Published in the Daily Hampshire Gazette on April 22, 2014
BOSTON — In the exact spot where a deadly bomb ended the Boston Marathon a year ago, fans lined the sidewalk, almost 10 deep, outside the Boylston Street Marathon Sports running store. They were hanging over the guard rails and peeking through the decorative country flags, using their vocal cords to push runners down the final block of the 2014 race.
On the other side of the finish line, elated athletes slowed from marathon pace to a walk, trying to catch their breath. Some started to hobble, others reached out for a Boston Athletic Association volunteer for support as they found their feet, but all were looking to claim their finisher’s medals.
Then questions started to swirl, but not ones like a year earlier.
“Did Shalane Flanagan win?” they kept asking. “Nope. Seventh,” a volunteer would say.
The glow from successfully completing 26.2 miles would temporarily leave their faces when told that the favorite American female, and a Massachusetts native, didn’t bring the trophy home.
“But, do you know who won the men’s race?” another volunteer asked. “Meb!”
“So, that wasn’t a joke way back there!” one runner said.
Meb Keflezighi, a United States citizen, won the men’s open division in 2 hours, 8 minutes, 57 seconds. He is the first American to win the Boston Marathon since 1983.
Overall, the disappointment of Flanagan not winning — after leading for 19 miles — rarely lasted longer than a split second. An American had won the men’s race and if there was any year for the 31-year drought to be broken, it was this year.
“I just want to be patriotic, it’s Patriots Day,” Sandy McKay, of Jackson, N.J., said, after finishing in 3:54:49 while wearing red, white and blue stars and stripes. “I just wanted to prove that we are strong and we will go on. I’m all about the outfit and I’m all about us. … It’s awesome. It’s about time.”
Hours earlier, as Keflezighi’s win unfolded, the spectators along Boylston rode similar waves of emotion before the San Diego resident broke the tape.
As the wheelchair racers finished first, the Jumbotron stayed focused on the lead Kenya’s Rita Jeptoo had built when she broke off from the lead pack in the women’s race. When the defending women’s champion passed mile 25 with Flanagan out of sight, the crowd’s focus moved to watching Jeptoo pick up her final kick for the home stretch down Commonweath Avenue, right on Hereford Street and left on Boylston.
The cheers flowed down the street, like the wave circling Fenway Park, as she set a new women’s course record in 2:18:57.
After Jeptoo broke the tape and kissed the pavement, the video feed switched back to the men’s race where Keflezighi had briefly built a lead of minute.

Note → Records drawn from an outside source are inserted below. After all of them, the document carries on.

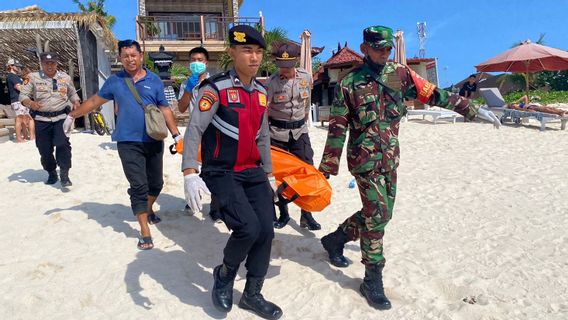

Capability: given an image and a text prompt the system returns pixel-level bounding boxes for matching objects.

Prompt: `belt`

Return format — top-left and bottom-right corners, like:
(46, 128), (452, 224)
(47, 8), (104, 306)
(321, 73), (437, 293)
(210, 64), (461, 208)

(269, 118), (305, 129)
(30, 106), (70, 118)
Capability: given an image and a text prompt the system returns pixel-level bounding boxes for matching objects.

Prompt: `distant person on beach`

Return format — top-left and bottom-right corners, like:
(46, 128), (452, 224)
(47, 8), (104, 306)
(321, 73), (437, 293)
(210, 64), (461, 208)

(66, 39), (182, 250)
(6, 58), (35, 142)
(265, 42), (321, 231)
(459, 74), (477, 98)
(318, 25), (501, 311)
(20, 52), (79, 187)
(182, 25), (283, 319)
(507, 95), (567, 116)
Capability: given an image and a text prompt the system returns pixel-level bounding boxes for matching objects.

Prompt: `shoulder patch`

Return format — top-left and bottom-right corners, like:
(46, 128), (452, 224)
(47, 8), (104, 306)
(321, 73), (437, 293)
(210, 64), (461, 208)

(199, 90), (218, 112)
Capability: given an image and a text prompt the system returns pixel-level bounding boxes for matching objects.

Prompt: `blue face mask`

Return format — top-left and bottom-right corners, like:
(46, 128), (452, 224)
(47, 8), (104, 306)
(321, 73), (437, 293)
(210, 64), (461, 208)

(189, 61), (207, 75)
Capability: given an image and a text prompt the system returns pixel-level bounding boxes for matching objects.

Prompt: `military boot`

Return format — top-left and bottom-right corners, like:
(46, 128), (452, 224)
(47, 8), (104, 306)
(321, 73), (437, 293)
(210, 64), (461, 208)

(273, 203), (290, 229)
(60, 169), (72, 187)
(45, 170), (58, 185)
(300, 211), (321, 230)
(212, 263), (238, 312)
(238, 277), (283, 320)
(360, 264), (391, 310)
(320, 228), (349, 267)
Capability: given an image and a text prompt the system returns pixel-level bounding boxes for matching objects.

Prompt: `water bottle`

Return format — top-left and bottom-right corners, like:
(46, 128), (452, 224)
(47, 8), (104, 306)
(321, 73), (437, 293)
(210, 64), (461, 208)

(348, 178), (356, 189)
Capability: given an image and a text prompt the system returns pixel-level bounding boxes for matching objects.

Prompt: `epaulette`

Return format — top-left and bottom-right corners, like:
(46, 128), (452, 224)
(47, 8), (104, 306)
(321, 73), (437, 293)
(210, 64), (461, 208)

(198, 71), (231, 91)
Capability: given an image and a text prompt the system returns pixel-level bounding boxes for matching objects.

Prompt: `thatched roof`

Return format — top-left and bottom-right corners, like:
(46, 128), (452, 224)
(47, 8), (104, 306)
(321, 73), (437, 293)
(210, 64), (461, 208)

(0, 6), (116, 77)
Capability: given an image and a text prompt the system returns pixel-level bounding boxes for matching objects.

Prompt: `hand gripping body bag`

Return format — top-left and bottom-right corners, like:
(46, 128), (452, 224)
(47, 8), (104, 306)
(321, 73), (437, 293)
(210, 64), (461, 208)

(124, 78), (169, 140)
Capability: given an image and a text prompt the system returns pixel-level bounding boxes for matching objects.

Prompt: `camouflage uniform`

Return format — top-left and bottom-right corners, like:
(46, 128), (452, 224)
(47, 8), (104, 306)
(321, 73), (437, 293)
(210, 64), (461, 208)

(319, 57), (478, 266)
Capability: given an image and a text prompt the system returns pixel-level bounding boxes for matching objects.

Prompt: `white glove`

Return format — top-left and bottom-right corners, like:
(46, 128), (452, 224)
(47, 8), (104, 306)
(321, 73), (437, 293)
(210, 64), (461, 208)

(173, 134), (183, 143)
(477, 107), (501, 129)
(268, 175), (278, 200)
(184, 173), (211, 213)
(62, 115), (75, 137)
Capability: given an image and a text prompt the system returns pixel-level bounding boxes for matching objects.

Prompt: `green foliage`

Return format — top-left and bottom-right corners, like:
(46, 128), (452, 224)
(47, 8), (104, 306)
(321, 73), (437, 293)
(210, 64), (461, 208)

(143, 53), (158, 73)
(502, 90), (568, 104)
(72, 0), (116, 28)
(312, 56), (322, 74)
(170, 63), (190, 90)
(535, 70), (568, 91)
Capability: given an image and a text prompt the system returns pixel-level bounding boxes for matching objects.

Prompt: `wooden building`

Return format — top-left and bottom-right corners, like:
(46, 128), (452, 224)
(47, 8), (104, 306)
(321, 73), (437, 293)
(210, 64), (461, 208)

(0, 5), (117, 130)
(136, 0), (260, 74)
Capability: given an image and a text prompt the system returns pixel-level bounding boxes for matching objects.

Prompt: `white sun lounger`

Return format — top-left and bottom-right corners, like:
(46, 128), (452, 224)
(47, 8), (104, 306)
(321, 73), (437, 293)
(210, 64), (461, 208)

(404, 109), (462, 124)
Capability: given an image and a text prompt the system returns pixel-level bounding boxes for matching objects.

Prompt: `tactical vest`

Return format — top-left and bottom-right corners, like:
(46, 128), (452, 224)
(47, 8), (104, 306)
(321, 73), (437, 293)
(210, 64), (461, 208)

(201, 72), (269, 173)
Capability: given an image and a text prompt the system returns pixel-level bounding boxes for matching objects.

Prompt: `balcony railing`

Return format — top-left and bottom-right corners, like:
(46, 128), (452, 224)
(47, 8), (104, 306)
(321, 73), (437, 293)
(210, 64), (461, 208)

(137, 15), (263, 42)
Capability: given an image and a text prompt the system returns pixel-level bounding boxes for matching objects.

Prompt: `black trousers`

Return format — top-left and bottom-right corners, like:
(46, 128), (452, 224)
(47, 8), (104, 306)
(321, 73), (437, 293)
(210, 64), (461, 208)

(117, 141), (164, 215)
(270, 132), (314, 165)
(271, 132), (314, 214)
(35, 119), (71, 171)
(202, 167), (275, 278)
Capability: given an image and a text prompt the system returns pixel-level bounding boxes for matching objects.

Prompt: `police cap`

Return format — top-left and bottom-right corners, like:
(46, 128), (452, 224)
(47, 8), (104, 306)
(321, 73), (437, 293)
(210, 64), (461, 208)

(273, 42), (299, 68)
(363, 26), (395, 49)
(228, 25), (266, 49)
(40, 52), (59, 62)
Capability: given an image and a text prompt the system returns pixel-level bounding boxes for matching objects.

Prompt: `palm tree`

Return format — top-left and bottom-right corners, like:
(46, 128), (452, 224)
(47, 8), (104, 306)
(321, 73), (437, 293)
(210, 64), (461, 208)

(219, 26), (288, 76)
(72, 0), (116, 29)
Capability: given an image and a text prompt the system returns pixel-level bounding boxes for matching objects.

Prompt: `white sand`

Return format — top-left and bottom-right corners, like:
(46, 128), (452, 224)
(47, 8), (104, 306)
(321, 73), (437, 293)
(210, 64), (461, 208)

(1, 119), (567, 320)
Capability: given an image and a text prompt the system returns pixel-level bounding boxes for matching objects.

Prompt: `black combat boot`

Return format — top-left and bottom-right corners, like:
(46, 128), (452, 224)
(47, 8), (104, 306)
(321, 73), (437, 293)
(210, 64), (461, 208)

(238, 277), (283, 320)
(45, 170), (58, 185)
(300, 211), (321, 230)
(273, 203), (290, 229)
(60, 169), (72, 187)
(212, 263), (238, 312)
(321, 228), (349, 267)
(360, 264), (392, 310)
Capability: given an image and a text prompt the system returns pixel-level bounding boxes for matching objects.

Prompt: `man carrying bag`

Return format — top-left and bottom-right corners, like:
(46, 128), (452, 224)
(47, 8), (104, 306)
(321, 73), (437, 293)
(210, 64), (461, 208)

(67, 39), (182, 250)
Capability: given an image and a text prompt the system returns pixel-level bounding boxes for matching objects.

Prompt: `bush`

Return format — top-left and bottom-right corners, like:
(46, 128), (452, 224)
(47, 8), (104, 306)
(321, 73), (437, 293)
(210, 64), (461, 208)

(502, 90), (568, 104)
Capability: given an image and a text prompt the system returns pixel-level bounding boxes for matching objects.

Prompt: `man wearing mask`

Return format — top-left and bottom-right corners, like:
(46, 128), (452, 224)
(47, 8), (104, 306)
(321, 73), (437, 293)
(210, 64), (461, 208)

(318, 25), (501, 310)
(178, 47), (210, 114)
(20, 52), (80, 186)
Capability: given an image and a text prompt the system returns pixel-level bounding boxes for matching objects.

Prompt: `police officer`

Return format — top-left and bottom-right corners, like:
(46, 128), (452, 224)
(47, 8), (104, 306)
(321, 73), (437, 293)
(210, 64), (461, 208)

(265, 43), (321, 231)
(318, 25), (501, 310)
(182, 25), (282, 319)
(20, 52), (80, 187)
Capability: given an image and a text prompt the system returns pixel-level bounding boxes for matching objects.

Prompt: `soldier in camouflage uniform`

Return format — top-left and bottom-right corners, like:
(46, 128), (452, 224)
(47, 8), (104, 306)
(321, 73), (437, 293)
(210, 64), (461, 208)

When the splits between Keflezighi and Wilson Chebet of Kenya were shown on the screen, the grandstand roared.
Seconds later, the camera angle change and Chebet, dressed in orange, was in sight, pulling closer.
New splits were up.
Keflezighi’s lead had been cut to 9 seconds. Then 6.
Then groans from the sidelines.
The crowd had wanted to welcome Flanagan in first, but still gave the Marblehead native a standing ovation when she crossed in 2:22:02. Keflezighi was its last chance to go wild.
Maintaining the slim lead, he passed mile 25 and began to kick.
Again, a right on Hereford and a left on Boylston revved up the crowd.
With another a look behind him, a kick, a long stride, a fist pump, Keflezighi had the race closed, spreading his arms wide as he crossed the finish line.
“When the Red Sox won and put the trophy on the finish line, I wanted to do that for the runners,” he said after the race. “This is probably the most meaningful victory for an American, just because of what happened last year.”
A soft U-S-A, U-S-A chant tried to break out, but the cheers and celebrations of other finishers took over the airwaves. An American won, but there were still 35,975-plus from across the globe who deserved similar support, proving nothing altered the Boston Marathon atmosphere.